Hans-Dieter Schäfer (SPD) pflichtete Weithmann bei: „Dieser grauenhafte Kahlschlag hätte nicht sein müssen.“Er sah ebenfalls Gesprächsbedarf beim Lärmschutz. Bei diesem riesigen Transformationskonzept müssten Nachhaltigkeit, Emission und Lärm optimal berücksichtigt werden. Er findet, dass im Bebauungsplan „nicht alles gemacht wurde, um den Verkehrslärm der Wangener Straße, die täglich 23 500 Fahrzeuge befahren, gestoppt wird“.

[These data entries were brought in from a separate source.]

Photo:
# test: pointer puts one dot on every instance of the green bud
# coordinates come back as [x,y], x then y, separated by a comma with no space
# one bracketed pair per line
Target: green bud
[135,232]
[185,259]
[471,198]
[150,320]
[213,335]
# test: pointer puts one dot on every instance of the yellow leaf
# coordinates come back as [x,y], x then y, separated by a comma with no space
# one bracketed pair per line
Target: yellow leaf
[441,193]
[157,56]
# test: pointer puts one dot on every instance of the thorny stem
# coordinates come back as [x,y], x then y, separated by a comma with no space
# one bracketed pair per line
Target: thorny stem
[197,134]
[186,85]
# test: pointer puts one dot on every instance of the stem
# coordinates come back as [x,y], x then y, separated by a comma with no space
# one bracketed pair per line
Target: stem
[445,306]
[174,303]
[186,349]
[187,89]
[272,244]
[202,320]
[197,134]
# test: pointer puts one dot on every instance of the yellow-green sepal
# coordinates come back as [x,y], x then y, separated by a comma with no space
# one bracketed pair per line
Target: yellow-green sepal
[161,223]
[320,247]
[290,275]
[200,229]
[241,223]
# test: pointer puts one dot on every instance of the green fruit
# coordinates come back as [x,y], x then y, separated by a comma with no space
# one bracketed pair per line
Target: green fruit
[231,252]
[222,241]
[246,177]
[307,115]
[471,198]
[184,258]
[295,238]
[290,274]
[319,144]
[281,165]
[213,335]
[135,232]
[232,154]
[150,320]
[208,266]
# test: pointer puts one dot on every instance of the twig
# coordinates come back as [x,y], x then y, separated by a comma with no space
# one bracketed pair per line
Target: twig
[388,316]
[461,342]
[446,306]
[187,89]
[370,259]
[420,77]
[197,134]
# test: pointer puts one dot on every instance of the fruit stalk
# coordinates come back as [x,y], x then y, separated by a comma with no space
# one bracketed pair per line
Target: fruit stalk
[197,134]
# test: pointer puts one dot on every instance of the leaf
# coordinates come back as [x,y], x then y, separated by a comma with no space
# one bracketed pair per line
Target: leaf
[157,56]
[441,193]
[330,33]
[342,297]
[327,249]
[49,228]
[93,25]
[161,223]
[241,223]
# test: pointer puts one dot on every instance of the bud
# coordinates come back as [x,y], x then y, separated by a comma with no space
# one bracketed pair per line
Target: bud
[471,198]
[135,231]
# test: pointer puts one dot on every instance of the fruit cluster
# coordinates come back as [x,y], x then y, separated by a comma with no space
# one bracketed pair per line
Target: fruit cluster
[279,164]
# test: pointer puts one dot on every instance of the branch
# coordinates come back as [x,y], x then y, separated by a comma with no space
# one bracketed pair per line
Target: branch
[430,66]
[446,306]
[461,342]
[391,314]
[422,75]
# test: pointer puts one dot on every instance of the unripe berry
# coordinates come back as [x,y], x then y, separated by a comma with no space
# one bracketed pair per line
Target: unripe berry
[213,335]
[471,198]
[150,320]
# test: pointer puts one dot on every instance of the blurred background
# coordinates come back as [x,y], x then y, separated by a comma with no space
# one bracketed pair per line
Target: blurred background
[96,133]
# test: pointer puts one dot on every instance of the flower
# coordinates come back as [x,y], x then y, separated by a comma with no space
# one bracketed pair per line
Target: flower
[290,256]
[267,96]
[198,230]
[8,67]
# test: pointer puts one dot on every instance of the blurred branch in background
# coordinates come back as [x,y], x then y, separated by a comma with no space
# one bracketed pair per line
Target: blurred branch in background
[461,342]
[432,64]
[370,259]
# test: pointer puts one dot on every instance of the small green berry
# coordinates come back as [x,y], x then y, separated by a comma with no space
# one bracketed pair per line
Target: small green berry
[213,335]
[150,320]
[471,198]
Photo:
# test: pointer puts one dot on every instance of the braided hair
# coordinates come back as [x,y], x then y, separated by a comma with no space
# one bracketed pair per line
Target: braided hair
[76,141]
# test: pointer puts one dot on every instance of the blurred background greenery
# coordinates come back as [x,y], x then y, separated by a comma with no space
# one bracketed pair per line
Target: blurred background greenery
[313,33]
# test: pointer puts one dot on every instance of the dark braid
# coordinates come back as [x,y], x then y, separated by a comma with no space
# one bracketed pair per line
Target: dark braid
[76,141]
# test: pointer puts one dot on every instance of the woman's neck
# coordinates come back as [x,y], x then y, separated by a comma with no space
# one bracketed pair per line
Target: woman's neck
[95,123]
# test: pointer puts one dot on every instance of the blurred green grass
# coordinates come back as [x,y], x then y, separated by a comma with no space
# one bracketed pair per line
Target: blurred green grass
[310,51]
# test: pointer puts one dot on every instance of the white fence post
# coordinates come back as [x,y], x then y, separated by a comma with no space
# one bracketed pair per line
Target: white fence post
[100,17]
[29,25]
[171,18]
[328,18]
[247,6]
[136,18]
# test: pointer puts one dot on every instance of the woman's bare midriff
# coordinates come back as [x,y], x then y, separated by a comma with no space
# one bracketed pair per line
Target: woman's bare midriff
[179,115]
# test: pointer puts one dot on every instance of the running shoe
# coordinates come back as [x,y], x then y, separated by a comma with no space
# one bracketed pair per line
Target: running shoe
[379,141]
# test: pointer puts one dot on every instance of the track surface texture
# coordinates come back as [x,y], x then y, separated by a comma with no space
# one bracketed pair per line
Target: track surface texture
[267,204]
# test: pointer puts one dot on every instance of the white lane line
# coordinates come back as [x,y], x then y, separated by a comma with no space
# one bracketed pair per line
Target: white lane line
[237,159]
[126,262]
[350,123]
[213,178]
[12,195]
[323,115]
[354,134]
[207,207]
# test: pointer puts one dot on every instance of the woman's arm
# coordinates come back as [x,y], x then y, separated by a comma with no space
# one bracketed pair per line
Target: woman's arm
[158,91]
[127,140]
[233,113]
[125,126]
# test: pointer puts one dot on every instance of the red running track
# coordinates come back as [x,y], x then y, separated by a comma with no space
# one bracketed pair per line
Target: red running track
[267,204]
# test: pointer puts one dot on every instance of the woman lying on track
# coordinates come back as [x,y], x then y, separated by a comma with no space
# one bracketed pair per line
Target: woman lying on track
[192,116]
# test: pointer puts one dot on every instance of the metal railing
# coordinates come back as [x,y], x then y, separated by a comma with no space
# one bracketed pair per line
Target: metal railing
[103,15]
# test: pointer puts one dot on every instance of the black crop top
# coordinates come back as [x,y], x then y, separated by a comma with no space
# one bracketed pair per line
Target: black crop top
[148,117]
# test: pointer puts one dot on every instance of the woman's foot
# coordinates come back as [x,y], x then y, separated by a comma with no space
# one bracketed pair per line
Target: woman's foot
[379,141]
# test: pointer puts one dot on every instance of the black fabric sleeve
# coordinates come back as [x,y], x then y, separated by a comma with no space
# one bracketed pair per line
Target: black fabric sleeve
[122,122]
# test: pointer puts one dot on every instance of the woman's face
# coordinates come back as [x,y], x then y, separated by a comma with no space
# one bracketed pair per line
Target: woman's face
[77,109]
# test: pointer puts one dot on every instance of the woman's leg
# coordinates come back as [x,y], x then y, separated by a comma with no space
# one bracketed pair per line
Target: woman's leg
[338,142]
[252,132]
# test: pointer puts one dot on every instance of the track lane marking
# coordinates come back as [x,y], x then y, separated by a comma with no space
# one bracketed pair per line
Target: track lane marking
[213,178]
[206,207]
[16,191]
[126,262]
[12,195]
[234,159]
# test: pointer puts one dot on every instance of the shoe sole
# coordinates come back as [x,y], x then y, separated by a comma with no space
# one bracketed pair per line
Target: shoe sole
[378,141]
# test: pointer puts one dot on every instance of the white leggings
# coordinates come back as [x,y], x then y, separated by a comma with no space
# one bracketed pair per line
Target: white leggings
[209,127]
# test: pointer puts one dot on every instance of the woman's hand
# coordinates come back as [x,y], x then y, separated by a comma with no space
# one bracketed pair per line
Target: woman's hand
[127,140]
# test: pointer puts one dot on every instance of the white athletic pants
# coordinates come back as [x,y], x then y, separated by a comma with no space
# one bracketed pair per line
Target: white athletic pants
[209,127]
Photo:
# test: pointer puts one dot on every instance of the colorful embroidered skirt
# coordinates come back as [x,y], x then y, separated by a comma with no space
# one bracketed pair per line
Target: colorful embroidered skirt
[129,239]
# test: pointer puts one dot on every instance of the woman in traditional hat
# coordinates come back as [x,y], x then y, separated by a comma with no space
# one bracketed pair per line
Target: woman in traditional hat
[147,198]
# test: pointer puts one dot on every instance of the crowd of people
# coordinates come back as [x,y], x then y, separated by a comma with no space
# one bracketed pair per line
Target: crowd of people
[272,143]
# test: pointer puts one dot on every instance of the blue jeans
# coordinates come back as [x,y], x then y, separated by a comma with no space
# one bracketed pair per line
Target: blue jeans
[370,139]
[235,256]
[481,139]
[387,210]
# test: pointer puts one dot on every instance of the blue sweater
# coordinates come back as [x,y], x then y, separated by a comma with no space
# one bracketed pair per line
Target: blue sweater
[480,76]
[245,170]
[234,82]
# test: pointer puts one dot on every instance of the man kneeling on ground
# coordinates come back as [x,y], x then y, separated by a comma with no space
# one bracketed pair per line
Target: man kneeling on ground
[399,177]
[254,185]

Jochen Fischinger (Freie Wähler) und August Schuler (CDU) konnten die Kritik der Abholzung nicht nachvollziehen und widersprachen. Laut Fischinger sei die Fällung „fachlich begründet notwendig gewesen“. Schuler entgegnete Weithmann, dass das Gelände „im Grunde kein Biotop ist“und durch ein Wohngebiet mehr Bepflanzung entstehe als im vorherigen Gewerbegebiet. Zudem seien es nur normale Kürzungen gewesen. Schuler begrüßte den Verfahrenswechsel im Sinne von 13a, „weil wir so zu einem schnelleren Satzungsbeschluss kommen“. Herrling versicherte derweil: „Die Umweltbelange werden eins zu eins so abgearbeitet wie im umfassenden Verfahren.“Inhaltlich werde sich nichts ändern, zumal alle Vorschläge aus dem Umweltbericht in den Bebauungsplan aufgenommen worden seien.